A typical allergic march started with atopic dermatitis during infancy and progressed to other allergies later in life, a multi-state study found.
In total, 13.4% of pediatric study participants had two or more allergic conditions based on electronic health record (EHR) information, reported David A. Hill, MD, PhD, of Children’s Hospital of Philadelphia, and coauthors.
The most common condition was asthma, in 20.1% of the children, followed by allergic rhinitis in 19.7%, atopic dermatitis in 10.3%, immunoglobulin E (IgE)-mediated food allergy in 4%, and eosinophilic esophagitis in under 1%, according to the retrospective cohort study published in Pediatrics.
“To our knowledge, our study is the first to determine pediatric allergic disease patterns across multiple U.S. pediatric practices and health systems,” the authors wrote.
“Although direct comparisons with nationally representative surveys cannot be performed, we note that allergic disease prevalence rates in our cohort were within previously reported ranges, with notably lower rates of [IgE-mediated food allergy] and higher rates of asthma and allergic rhinitis,” they reported.
Conditions like allergic rhinitis, atopic dermatitis, IgE-mediated food allergy, eosinophilic esophagitis, and asthma are among the most common chronic diseases affecting this population.

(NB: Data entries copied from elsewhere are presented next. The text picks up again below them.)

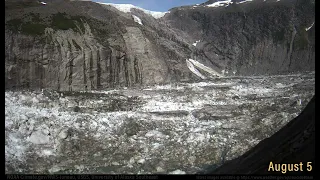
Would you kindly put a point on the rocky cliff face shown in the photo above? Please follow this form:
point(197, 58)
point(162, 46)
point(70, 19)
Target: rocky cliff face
point(258, 37)
point(80, 45)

Incidence of atopic dermatitis peaked at the youngest patient age of 4 months, the group reported. This was followed by both asthma and IgE-mediated food allergy incidence at 13 months, allergic rhinitis at 26 months, and eosinophilic esophagitis at 35 months. The most common food allergies were peanut allergies at 1.9%, then egg at 0.8%, and shellfish at 0.6%.
Hill and colleagues noted that concurrent allergies were seen among many of the children, with asthma and allergic rhinitis often clustering with other conditions. For example, 43.9% of asthma patients also experienced allergic rhinitis, 44.8% of allergic rhinitis patients also had asthma, 33.1% of IgE-mediated food allergy patients also experienced allergic rhinitis, and 40.6% of eosinophilic esophagitis patients also had a food allergy diagnosis.

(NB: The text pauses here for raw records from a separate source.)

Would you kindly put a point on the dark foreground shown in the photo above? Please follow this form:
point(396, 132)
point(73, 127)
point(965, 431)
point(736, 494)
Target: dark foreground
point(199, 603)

The researchers noted that current methods of understanding and identifying allergy patterns fall short.
“Allergic diseases are one of the most common causes of impaired quality of life in children, so to improve the diagnosis and care of children with these diseases, it is important that we have an accurate understanding of how widespread they are, and the risk factors that are associated with them,” said co-author Stanislaw Gabryszewski, MD, PhD, also of Children’s Hospital of Philadelphia, in a press release.
“Prior studies have gauged the prevalence and patterns of allergies based on surveys completed by families. By using data from electronic health records, we were able to analyze data from medical providers, which allowed us to examine population-level patterns over time and in a way that minimizes reporting bias,” he said.
Study participants were part of the American Academy of Pediatrics CER2 EHR database that spans multiple independent primary care practices and health systems, with 218,485 children included in the present analysis.
Of those participants, 49% were girls. The cohort was 48% white, 32% Black, 4% Asian or Pacific Islander, 7% of an unknown race, and 11% were listed as another race. The majority, 76%, were non-Hispanic and 90% lived in metropolitan areas.
Researchers noted that one large limitation of the study is that it cannot account for preexisting health disparities such as difficulties accessing care. Other limitations include the fact that the diagnosis codes used may actually represent clinical suspicion and a potential loss of participants to follow-up, among others.
Nevertheless, Hill and colleagues argued that EHRs have the potential to provide essential clarity on allergic patterns, which may help patients in a more efficient manner.
This study was supported by funding from the National Institutes of Health, the Pennsylvania Allergy and Asthma Association, and a Children’s Hospital of Philadelphia Food Allergy Pilot Award.
Study authors disclosed no conflicts of interest.
Source Reference: Gabryszewski SJ, et al “Patterns in the development of pediatric allergy” Pediatrics 2023; DOI: 10.1542/peds.2022-060531.